大正9年に行われた陸軍大演習に参加した時の歌「鳩車長となりて」という一連5首を見てみよう。
福岡、大分両県に於て挙行せられし陸軍大演習に
北軍鳩車長として参加す
放鳩演習
昼すぎてしきりに睡(ねむ)き眼の前の地(つち)に影おとし鳩かへり来ぬ
いちはやくわが手のうちの餌を覓(と)めて舞ひ下る鳩はいつもこの鳩
鳩車往来
ことごとく稲は刈られて鳩車みちけさは田の面(も)を斜によぎる
暁(あけ)の田にこる靄ふかみ遠つ嶺ろ低きはかくれ高きはうかぶ
立石南軍鳩車見学
山峡(やまかひ)は日あたる遅しこのあさけ鳩舎(とや)ぬちの鳩みなふくれ居り
南北両軍に分かれての大規模な演習で、皇太子(後の昭和天皇)の観兵式も行われた。「鳩車」は鳩を運搬するための箱型の荷車のようなもののこと。

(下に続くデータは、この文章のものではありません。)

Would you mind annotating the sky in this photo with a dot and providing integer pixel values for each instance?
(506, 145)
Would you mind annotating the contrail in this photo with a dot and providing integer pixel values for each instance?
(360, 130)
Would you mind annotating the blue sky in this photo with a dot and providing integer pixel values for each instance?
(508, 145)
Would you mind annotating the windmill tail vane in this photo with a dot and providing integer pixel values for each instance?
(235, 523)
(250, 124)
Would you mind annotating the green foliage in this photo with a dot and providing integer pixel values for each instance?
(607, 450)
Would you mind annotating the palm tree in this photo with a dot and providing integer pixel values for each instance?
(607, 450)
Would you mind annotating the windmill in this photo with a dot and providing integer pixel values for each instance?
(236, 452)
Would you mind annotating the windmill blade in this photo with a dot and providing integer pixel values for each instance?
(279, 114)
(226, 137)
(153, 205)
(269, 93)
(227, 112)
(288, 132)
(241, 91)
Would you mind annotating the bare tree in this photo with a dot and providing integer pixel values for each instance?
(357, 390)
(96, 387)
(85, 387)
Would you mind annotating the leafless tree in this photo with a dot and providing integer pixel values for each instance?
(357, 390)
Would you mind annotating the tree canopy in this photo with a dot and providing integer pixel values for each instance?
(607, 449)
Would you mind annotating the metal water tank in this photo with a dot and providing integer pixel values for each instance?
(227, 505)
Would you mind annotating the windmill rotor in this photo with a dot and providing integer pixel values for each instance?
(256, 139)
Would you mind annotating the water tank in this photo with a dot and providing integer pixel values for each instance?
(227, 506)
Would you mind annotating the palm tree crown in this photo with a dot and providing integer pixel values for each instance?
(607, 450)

この演習については『大正九年度 皇太子殿下行啓陸軍特別大演習記念写真帳』(国会図書館デジタルコレクション所蔵)に、詳しい写真や説明がある。
おお、「軍用鳩」の写真も載っているではないですか!
北軍所属の軍用鳩班は八屋、南軍所属の同班は立石町を各根拠地として何れも演習の推移に伴ひ種々の方面に活躍 相当の効績を収めた 写真(右)は班員に懐かしむ可愛らしき鳩の群 (下)は将に使命を帯びて鳩舎より放たれたる鳩群
う〜ん、ますます興味深くなってきた。
関連https://www.lib.sagamihara.kanagawa.jp/toshow/cms-files/03_hashimoto/HakkenSagamihara_No63.pdf
コメントありがとうございます。
相模原はかつて軍都で、小田急の「相模大野駅」は「通信学校駅」だったんですね。町田に住んでいても、そういう歴史はあまり知らなかったなあ。通信の部隊にはやはり伝書鳩が不可欠だったようで、興味津々です。
今ぼくの住んでいる伏見の深草・藤森地域も、かつて陸軍第16師団のあったところで、京阪「藤森駅」はもともと「師団前駅」だったそうです。いろいろ調べると面白いですね。